Despite Activision Blizzard's strong performance and promising slate of upcoming titles in the Warcraft, Guitar Hero, Bond and Call of Duty franchises, he trimmed his price target to $18 from $22.50.
"This is at the lower end of Activision’s historical multiple range to reflect recent market valuation contractions," he wrote in a research note.
"We believe that Activision provides a large cap alternative for investors interested in exposure to the videogame business.

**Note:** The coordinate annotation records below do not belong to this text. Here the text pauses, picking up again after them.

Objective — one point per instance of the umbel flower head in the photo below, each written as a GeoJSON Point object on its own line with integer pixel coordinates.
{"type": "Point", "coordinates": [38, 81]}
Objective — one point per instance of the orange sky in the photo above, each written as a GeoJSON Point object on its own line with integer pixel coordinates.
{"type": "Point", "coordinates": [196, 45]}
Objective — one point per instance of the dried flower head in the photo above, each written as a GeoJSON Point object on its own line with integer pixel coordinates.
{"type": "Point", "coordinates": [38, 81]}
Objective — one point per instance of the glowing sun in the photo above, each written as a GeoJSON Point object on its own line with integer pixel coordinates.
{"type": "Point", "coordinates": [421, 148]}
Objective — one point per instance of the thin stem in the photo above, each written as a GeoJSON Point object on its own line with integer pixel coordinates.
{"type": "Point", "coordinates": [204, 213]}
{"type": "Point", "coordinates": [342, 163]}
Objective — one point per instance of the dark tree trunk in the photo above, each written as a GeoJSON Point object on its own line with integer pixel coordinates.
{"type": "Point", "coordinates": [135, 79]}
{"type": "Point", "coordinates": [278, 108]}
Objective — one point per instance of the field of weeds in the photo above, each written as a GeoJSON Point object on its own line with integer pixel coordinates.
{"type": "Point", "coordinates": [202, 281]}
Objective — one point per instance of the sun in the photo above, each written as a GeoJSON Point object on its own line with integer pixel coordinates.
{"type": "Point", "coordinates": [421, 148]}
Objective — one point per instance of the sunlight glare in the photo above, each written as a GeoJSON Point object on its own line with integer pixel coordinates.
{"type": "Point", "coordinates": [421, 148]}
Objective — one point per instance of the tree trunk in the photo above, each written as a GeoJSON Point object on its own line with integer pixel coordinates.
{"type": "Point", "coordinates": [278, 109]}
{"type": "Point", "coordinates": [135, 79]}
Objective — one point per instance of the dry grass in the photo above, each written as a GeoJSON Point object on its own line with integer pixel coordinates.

The company is well managed, and we believe that it is well positioned to deliver sustainable, predictable revenue and earnings growth, warranting a premium valuation."
He rates the company's stocks as a "strong buy." Activision Blizzard will be announcing its Q2 earnings on November 5.
Ahead of fiscal Q2 results, Pachter lowered his 12-month price target for THQ to $14 from $22, citing again "recent market contraction," but also "poor execution for the last 18 months."
He also lowered FY09 estimates for the company to $1.1 billion from $1.16 billion, missing corporate guidance. Pachter still rates THQ shares as "strong buy."
THQ recently released Saints Row 2 and De Blob.